One of the guidelines recommends using the word they when referring to a singular person who does not identify as either male or female:
A person elected under subsection (1) holds office until another is elected to replace him, at the first quarterly meeting of the next year or until he is removed from office or vacates it under the by-laws of the corporation.
The persons elected under subsection (1) hold office until others are elected to replace them, at the first quarterly meeting of the next year or until they are removed from office or vacate it under the by-laws of the corporation.
While the use of the singular is usually preferred, the plural may be used to avoid a gender-specific pronoun if its use does not create ambiguity.
“No doubt, some of you would still prefer to hear this from an English teacher” is what Monica Hesse — who is a self-professed “grammar nerd” — wrote in this article for The Washington Post pertaining to gently dismantling the arguments for rejecting the new definition of the word they. “So, I wrote to one: my dad.”
He is — and he would never say this, but I will — not only an English teacher, but a highly esteemed one. He directs a university writing program. He is a former president of the National Council of Teachers of English, a 25,000-member organization comprised of instructors from elementary school through college.
And he writes grammar textbooks: The Simon and Schuster Handbook for Writers by Lynn Troyka and Douglas Hesse is used in classrooms all over the country.
My dad emailed me with a long, thoughtful commentary. He outlined the historical debate on whether dictionaries should be “prescriptive,” i.e. dictating the way things ought to be, or “descriptive,” i.e. merely documenting the way things are. He cited Samuel Johnson’s 1755 dictionary, and a great Webster’s dictionary battle from 1961.
He wrote about how language changes. How it’s always changed. How we’ve always changed. How we always will.
He also wrote, “I think the official recognition of singular they is a terrific thing. It’s great news for non-binary folks and, actually, everyone.”
Whenever I write an article here at The Gate and I do not definitively know the gender of the person about whom I am writing or to whom I am referring, I keep the article as gender-neutral as possible to respect the identity of the person.
I also believe in respecting the identity of any person — even to the point of ensuring that I spell or pronounce the name of the person properly — and not wanting to personally alienate anyone.
Despite the Merriam-Webster dictionary also defining the word they to be “used with an indefinite third person singular antecedent”, I have never used it to define a singular person and do not believe that it should do so in the future.

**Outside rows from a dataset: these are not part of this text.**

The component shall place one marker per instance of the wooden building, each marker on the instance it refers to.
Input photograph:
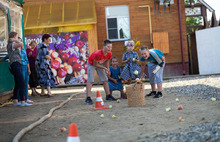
(156, 23)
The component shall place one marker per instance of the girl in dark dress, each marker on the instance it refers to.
(32, 54)
(45, 75)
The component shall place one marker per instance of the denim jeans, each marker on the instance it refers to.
(16, 69)
(26, 80)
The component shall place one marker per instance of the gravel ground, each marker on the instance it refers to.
(133, 124)
(201, 87)
(204, 132)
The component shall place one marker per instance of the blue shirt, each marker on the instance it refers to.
(151, 59)
(24, 58)
(6, 57)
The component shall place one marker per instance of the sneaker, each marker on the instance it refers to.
(29, 101)
(89, 100)
(152, 93)
(158, 95)
(17, 104)
(110, 98)
(123, 96)
(26, 104)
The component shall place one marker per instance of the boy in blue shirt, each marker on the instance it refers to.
(156, 63)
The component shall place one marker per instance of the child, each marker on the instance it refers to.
(113, 79)
(99, 61)
(131, 67)
(26, 72)
(155, 59)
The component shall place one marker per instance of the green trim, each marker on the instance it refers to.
(20, 1)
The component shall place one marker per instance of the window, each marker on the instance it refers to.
(16, 22)
(118, 24)
(3, 31)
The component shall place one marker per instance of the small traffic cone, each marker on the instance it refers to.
(73, 134)
(99, 102)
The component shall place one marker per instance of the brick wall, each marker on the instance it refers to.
(139, 26)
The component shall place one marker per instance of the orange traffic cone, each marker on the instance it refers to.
(73, 134)
(99, 102)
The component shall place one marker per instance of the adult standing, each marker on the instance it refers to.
(26, 72)
(14, 50)
(32, 54)
(43, 68)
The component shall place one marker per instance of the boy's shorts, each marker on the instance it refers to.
(101, 73)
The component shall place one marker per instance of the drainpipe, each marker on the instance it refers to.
(151, 40)
(181, 38)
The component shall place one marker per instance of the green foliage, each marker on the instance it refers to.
(187, 2)
(193, 21)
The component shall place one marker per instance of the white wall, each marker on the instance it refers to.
(208, 50)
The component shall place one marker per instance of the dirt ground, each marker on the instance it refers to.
(130, 124)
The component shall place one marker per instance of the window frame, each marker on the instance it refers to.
(117, 18)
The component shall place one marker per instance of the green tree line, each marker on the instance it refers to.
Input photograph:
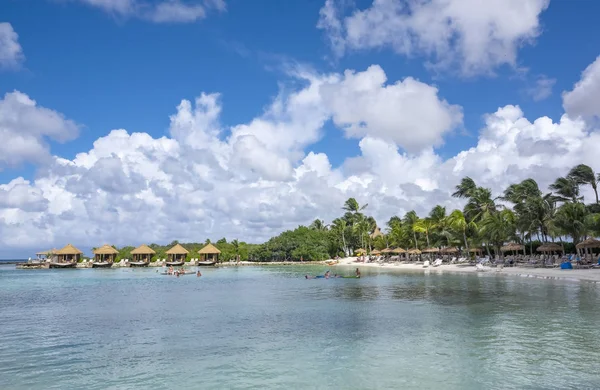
(523, 213)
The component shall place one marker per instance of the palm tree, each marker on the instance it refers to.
(352, 206)
(465, 189)
(584, 175)
(498, 227)
(409, 221)
(566, 189)
(424, 225)
(480, 204)
(339, 226)
(318, 224)
(571, 220)
(457, 221)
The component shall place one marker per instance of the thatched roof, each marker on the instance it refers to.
(376, 233)
(450, 249)
(209, 249)
(550, 247)
(69, 250)
(143, 250)
(512, 247)
(589, 243)
(177, 250)
(106, 250)
(48, 252)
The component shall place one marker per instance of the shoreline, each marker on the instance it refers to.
(573, 275)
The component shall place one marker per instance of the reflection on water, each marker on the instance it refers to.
(271, 328)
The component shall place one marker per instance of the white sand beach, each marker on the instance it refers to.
(588, 275)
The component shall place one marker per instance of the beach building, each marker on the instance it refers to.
(104, 257)
(209, 255)
(177, 255)
(142, 255)
(66, 257)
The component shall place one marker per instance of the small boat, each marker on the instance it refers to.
(102, 264)
(139, 263)
(55, 264)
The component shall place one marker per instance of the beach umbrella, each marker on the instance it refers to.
(512, 247)
(589, 243)
(451, 249)
(550, 247)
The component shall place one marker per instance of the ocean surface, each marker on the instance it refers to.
(270, 328)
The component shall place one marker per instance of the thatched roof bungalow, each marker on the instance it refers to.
(141, 256)
(105, 255)
(210, 252)
(66, 257)
(177, 255)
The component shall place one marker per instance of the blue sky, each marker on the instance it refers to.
(105, 70)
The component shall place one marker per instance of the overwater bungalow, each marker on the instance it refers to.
(142, 255)
(210, 255)
(177, 255)
(46, 255)
(66, 257)
(104, 257)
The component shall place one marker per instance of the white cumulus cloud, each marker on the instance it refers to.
(11, 53)
(164, 11)
(477, 36)
(583, 99)
(253, 180)
(25, 128)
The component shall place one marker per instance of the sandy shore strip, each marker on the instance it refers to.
(587, 275)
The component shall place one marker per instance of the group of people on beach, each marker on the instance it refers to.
(327, 275)
(180, 271)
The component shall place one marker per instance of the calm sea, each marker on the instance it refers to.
(259, 328)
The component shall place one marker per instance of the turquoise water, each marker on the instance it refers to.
(268, 327)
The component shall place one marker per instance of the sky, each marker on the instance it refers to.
(141, 121)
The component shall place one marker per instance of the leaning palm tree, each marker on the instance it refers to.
(465, 188)
(566, 189)
(584, 175)
(352, 206)
(318, 224)
(498, 227)
(409, 221)
(424, 225)
(571, 220)
(457, 222)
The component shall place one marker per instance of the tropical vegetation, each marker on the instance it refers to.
(523, 214)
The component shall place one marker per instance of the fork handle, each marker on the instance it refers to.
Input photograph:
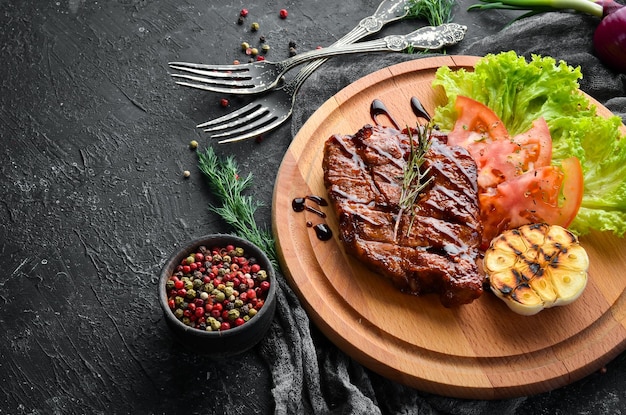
(388, 11)
(425, 38)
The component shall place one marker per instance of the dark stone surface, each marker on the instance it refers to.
(95, 137)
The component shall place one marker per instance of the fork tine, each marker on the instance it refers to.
(231, 115)
(254, 133)
(248, 119)
(238, 127)
(261, 127)
(200, 67)
(213, 74)
(227, 82)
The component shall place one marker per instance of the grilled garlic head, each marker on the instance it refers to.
(536, 266)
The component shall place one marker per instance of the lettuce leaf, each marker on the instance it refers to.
(519, 92)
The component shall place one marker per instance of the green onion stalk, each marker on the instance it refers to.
(609, 39)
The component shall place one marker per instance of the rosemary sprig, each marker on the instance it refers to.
(414, 178)
(436, 12)
(237, 209)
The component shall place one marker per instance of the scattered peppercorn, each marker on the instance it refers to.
(217, 305)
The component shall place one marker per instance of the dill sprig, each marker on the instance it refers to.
(236, 208)
(436, 12)
(414, 178)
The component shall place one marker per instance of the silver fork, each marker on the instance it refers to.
(388, 11)
(261, 76)
(274, 108)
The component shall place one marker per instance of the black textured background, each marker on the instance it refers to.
(94, 139)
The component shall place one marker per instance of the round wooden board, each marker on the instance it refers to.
(478, 351)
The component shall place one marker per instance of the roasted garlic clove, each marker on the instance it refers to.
(536, 266)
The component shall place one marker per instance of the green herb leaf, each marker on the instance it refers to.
(435, 12)
(414, 178)
(237, 209)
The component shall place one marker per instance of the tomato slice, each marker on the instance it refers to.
(535, 145)
(549, 194)
(498, 156)
(475, 123)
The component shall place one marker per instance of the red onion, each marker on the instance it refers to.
(609, 38)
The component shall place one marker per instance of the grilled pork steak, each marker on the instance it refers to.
(438, 253)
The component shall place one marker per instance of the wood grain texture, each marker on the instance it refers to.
(481, 350)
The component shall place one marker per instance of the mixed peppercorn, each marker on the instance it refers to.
(217, 289)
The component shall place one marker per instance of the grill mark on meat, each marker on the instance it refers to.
(363, 177)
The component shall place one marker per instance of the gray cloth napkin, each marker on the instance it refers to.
(310, 374)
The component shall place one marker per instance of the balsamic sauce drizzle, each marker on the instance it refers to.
(298, 204)
(378, 108)
(322, 230)
(418, 109)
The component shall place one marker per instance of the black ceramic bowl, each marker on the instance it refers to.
(222, 342)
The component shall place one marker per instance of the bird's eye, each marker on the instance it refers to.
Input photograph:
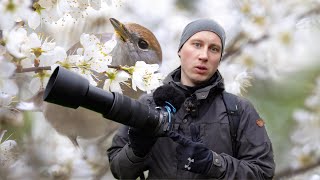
(143, 44)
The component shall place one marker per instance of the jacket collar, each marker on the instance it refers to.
(174, 79)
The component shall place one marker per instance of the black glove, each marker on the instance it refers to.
(140, 141)
(192, 155)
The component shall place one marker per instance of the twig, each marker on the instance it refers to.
(291, 172)
(33, 69)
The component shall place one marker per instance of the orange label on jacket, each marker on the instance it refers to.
(260, 122)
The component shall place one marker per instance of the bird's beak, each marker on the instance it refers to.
(120, 30)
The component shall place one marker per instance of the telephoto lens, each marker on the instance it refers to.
(69, 89)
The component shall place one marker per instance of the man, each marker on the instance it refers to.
(200, 144)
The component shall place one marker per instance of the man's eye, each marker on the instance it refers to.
(214, 49)
(196, 44)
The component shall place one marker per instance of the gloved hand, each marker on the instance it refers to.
(192, 155)
(140, 141)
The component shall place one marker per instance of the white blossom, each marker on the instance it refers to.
(145, 78)
(115, 78)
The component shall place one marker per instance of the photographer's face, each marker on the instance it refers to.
(200, 58)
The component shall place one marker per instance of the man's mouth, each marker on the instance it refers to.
(201, 69)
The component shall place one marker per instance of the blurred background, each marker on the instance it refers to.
(276, 42)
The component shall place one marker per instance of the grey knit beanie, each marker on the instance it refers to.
(202, 25)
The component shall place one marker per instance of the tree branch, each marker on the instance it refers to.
(32, 69)
(289, 172)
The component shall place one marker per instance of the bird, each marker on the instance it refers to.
(134, 43)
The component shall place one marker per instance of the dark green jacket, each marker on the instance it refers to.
(255, 154)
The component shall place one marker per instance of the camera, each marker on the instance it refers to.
(68, 89)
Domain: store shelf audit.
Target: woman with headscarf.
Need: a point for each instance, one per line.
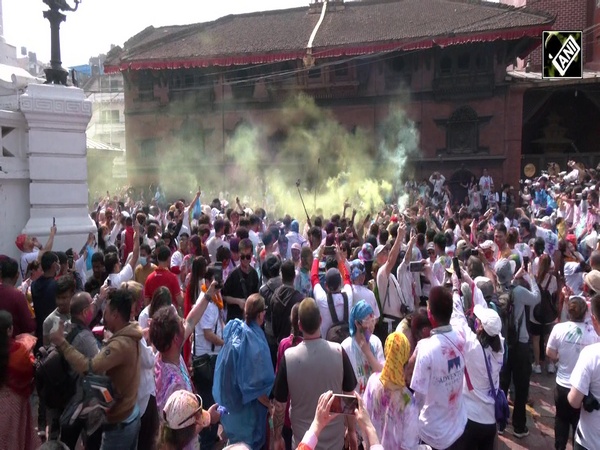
(244, 377)
(363, 348)
(16, 386)
(390, 404)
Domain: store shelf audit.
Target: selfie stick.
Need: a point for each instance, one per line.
(302, 200)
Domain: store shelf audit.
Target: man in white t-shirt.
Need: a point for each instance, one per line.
(565, 344)
(387, 284)
(30, 249)
(585, 382)
(437, 379)
(118, 274)
(359, 290)
(216, 241)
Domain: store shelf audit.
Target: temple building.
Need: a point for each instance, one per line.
(444, 61)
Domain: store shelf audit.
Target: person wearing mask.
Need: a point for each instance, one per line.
(120, 360)
(241, 283)
(81, 313)
(245, 394)
(517, 368)
(390, 404)
(16, 387)
(363, 348)
(437, 379)
(585, 382)
(565, 344)
(294, 382)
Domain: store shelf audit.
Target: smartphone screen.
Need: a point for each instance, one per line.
(344, 404)
(416, 266)
(456, 267)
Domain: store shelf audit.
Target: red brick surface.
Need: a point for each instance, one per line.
(540, 418)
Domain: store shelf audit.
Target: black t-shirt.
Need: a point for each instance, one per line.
(43, 294)
(281, 388)
(284, 298)
(239, 285)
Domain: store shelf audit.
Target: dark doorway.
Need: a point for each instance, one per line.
(458, 184)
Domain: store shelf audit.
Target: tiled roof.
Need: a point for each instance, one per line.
(359, 27)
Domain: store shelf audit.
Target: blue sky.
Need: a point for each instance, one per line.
(99, 23)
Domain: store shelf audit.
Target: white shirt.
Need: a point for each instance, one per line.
(125, 274)
(213, 245)
(357, 359)
(26, 259)
(338, 303)
(147, 384)
(364, 293)
(586, 378)
(479, 403)
(210, 318)
(438, 376)
(569, 339)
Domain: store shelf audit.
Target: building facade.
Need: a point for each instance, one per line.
(442, 61)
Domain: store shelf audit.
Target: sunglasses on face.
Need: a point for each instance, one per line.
(194, 413)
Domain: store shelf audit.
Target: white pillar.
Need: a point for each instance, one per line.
(58, 117)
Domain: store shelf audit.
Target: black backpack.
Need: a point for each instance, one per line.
(504, 305)
(339, 330)
(53, 378)
(546, 311)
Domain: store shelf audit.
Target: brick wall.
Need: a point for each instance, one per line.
(571, 15)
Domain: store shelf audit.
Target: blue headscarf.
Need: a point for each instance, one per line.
(359, 312)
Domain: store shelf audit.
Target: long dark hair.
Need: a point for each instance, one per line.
(5, 325)
(295, 324)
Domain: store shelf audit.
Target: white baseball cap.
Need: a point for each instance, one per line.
(490, 320)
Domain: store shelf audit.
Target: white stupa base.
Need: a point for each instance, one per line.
(57, 118)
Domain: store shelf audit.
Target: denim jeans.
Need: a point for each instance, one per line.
(123, 435)
(566, 418)
(518, 369)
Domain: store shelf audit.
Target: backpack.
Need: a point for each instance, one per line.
(546, 311)
(505, 307)
(339, 330)
(53, 378)
(501, 409)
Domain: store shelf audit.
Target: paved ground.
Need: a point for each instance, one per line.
(540, 418)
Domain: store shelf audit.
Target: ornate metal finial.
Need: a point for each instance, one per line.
(56, 74)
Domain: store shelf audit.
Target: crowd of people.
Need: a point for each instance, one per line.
(193, 325)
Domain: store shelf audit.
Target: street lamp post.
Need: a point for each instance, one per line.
(56, 74)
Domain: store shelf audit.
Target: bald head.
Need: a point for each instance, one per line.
(79, 303)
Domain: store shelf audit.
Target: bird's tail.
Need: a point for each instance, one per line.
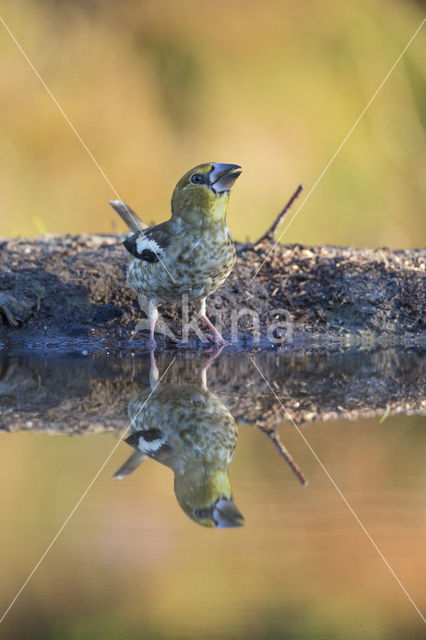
(128, 216)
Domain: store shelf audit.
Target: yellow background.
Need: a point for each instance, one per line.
(155, 87)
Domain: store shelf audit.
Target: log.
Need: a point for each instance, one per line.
(86, 395)
(68, 293)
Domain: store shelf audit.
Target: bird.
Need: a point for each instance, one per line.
(190, 254)
(188, 429)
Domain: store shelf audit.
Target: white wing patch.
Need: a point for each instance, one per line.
(151, 447)
(143, 243)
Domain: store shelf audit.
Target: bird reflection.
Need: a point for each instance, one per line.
(188, 429)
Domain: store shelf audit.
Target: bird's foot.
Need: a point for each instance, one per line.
(215, 336)
(217, 339)
(152, 345)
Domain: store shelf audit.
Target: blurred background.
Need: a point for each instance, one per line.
(156, 87)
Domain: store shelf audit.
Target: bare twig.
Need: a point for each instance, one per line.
(273, 436)
(269, 235)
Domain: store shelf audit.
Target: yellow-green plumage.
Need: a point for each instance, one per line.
(192, 253)
(188, 429)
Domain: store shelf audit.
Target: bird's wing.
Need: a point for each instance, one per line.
(130, 465)
(149, 244)
(128, 216)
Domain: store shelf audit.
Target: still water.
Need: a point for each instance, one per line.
(213, 507)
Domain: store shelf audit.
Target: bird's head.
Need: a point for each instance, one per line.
(207, 499)
(201, 196)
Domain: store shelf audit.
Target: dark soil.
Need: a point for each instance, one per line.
(77, 394)
(70, 292)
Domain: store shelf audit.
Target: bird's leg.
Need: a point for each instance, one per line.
(215, 335)
(153, 371)
(208, 364)
(153, 317)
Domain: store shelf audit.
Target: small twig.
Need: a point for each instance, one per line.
(273, 436)
(269, 235)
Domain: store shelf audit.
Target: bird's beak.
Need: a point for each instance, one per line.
(223, 176)
(226, 514)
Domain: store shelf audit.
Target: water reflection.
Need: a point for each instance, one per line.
(188, 429)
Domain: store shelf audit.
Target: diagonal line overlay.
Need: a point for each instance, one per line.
(344, 499)
(80, 500)
(339, 148)
(77, 135)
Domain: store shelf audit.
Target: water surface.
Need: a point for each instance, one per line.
(136, 561)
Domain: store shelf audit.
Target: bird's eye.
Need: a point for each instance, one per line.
(202, 513)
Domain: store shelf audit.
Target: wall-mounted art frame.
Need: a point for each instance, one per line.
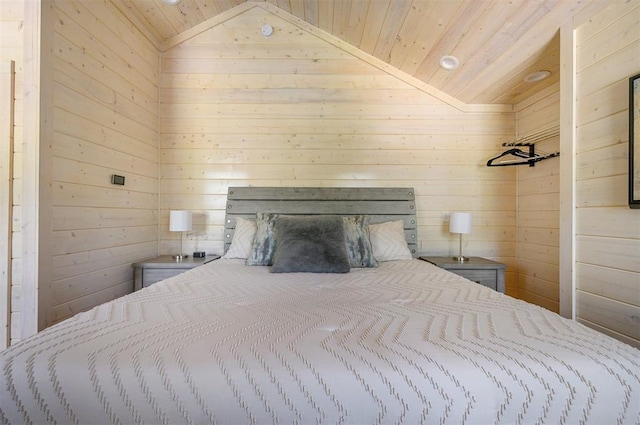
(634, 141)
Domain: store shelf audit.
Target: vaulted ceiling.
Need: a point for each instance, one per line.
(497, 42)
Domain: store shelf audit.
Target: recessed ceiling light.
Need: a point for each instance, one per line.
(536, 76)
(449, 62)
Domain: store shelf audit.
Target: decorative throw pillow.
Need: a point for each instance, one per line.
(310, 244)
(242, 241)
(388, 241)
(264, 243)
(358, 242)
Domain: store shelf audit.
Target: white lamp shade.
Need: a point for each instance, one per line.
(460, 222)
(180, 221)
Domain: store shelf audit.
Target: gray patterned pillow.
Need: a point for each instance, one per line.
(310, 244)
(264, 243)
(358, 242)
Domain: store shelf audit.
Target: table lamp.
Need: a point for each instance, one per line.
(460, 222)
(180, 221)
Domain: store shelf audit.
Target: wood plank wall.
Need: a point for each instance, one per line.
(301, 109)
(11, 49)
(538, 205)
(607, 231)
(105, 122)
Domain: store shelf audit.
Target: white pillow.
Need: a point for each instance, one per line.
(242, 241)
(388, 241)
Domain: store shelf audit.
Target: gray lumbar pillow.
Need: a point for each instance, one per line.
(314, 244)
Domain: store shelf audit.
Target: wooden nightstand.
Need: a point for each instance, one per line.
(480, 270)
(150, 271)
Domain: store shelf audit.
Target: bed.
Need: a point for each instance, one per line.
(396, 342)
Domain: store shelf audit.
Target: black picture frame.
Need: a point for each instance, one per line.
(634, 139)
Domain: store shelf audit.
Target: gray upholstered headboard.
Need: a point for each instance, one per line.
(381, 204)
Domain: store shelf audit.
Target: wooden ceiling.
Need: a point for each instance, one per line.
(498, 42)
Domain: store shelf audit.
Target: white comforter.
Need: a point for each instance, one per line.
(403, 343)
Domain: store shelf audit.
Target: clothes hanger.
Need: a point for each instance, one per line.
(524, 158)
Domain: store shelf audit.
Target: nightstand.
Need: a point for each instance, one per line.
(480, 270)
(148, 272)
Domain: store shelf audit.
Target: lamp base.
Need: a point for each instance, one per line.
(461, 259)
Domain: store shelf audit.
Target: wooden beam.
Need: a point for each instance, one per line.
(7, 96)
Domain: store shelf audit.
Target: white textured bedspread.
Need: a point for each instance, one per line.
(403, 343)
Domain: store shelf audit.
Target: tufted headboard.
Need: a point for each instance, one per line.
(380, 203)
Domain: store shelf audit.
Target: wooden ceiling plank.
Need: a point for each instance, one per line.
(375, 18)
(325, 16)
(521, 20)
(435, 23)
(204, 26)
(311, 12)
(511, 87)
(409, 31)
(139, 19)
(396, 14)
(208, 8)
(298, 9)
(357, 20)
(491, 28)
(517, 53)
(341, 11)
(459, 28)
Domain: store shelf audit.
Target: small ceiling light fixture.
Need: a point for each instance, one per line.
(536, 76)
(266, 30)
(449, 62)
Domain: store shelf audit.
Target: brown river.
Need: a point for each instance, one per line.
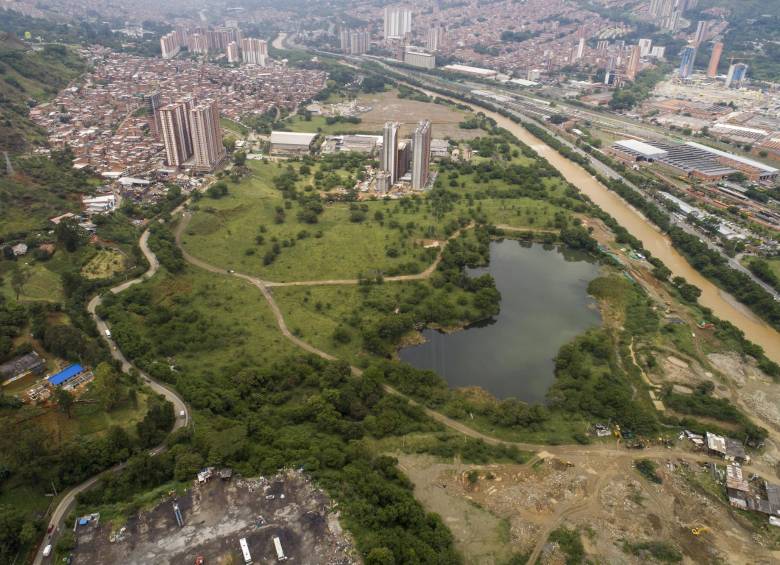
(722, 304)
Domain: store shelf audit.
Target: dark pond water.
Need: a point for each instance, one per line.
(544, 304)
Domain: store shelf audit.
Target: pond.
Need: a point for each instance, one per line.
(544, 304)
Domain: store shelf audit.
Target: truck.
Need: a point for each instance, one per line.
(279, 551)
(245, 551)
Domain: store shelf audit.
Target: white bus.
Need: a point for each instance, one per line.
(245, 551)
(279, 551)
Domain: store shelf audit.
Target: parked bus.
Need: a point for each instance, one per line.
(279, 551)
(245, 551)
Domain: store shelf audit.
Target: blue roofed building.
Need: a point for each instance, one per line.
(70, 377)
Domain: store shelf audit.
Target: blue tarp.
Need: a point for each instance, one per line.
(65, 375)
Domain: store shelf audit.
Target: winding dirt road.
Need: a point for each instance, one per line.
(180, 407)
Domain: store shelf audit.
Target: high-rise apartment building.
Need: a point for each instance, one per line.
(170, 45)
(254, 51)
(197, 43)
(152, 103)
(421, 154)
(632, 68)
(398, 22)
(436, 37)
(701, 32)
(206, 136)
(717, 51)
(688, 56)
(233, 53)
(175, 133)
(580, 49)
(389, 160)
(736, 76)
(359, 42)
(344, 40)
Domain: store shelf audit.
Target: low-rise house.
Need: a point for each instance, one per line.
(19, 367)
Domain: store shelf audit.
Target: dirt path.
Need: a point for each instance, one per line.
(558, 451)
(68, 500)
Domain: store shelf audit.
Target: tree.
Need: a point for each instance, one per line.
(70, 235)
(107, 386)
(18, 280)
(217, 190)
(64, 400)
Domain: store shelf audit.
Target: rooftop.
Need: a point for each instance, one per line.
(65, 375)
(644, 149)
(291, 138)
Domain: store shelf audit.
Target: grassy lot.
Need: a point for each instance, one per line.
(238, 230)
(203, 323)
(224, 231)
(233, 126)
(39, 283)
(318, 124)
(105, 264)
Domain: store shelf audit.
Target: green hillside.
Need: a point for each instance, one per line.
(29, 77)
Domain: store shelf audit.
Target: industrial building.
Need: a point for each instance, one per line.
(291, 143)
(70, 377)
(19, 367)
(421, 59)
(692, 159)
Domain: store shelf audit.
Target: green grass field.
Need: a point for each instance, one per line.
(105, 264)
(223, 233)
(39, 282)
(235, 322)
(233, 127)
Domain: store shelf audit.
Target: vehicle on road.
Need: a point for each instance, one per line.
(245, 551)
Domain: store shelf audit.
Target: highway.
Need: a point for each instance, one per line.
(68, 499)
(522, 111)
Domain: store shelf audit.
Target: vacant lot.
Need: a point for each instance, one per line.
(105, 264)
(216, 515)
(501, 510)
(386, 106)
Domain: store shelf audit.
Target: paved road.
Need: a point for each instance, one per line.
(69, 498)
(608, 450)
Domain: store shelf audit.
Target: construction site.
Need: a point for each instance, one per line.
(221, 519)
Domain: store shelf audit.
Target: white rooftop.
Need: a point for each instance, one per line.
(471, 70)
(291, 138)
(640, 147)
(743, 160)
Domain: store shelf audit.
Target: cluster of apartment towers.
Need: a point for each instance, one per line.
(190, 131)
(397, 156)
(225, 40)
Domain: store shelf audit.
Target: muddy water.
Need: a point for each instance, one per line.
(722, 304)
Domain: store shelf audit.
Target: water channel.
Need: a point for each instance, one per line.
(722, 304)
(544, 304)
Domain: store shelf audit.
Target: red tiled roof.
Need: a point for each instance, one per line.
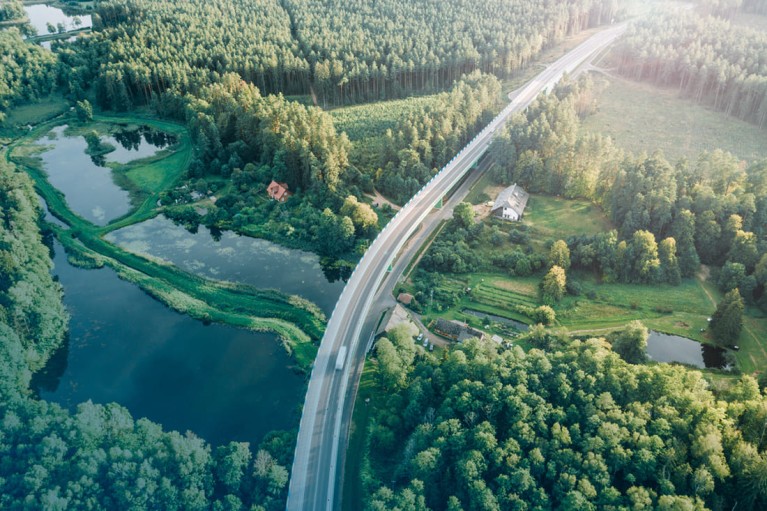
(278, 191)
(405, 298)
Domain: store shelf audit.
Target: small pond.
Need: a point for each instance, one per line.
(229, 256)
(85, 180)
(222, 383)
(497, 319)
(40, 15)
(673, 348)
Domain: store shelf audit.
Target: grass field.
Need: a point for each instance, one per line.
(754, 21)
(373, 119)
(641, 117)
(554, 218)
(19, 117)
(601, 307)
(353, 491)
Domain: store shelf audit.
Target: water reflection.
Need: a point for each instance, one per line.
(673, 348)
(229, 256)
(43, 18)
(220, 382)
(85, 179)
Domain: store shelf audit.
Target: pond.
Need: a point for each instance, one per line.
(40, 15)
(673, 348)
(86, 181)
(222, 383)
(229, 256)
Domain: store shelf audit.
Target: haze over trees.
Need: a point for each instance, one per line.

I would rather support a different word to describe a singular person who identifies as neither male nor female.
Ironically, the aforementioned article which appeared in La Presse was written in French — which is one of the Romance languages — most of whose nouns are identified as either masculine or feminine…
…and the word themself does exist, with the definition of “now used chiefly in place of ‘himself or herself’ as a gender-neutral reflexive form of they when the reference is to a single person.”
Should additional airlines adopt a similar gender neutral policy to the one reportedly to be used by Air Canada? I would like to know of your opinion pertaining to this issue.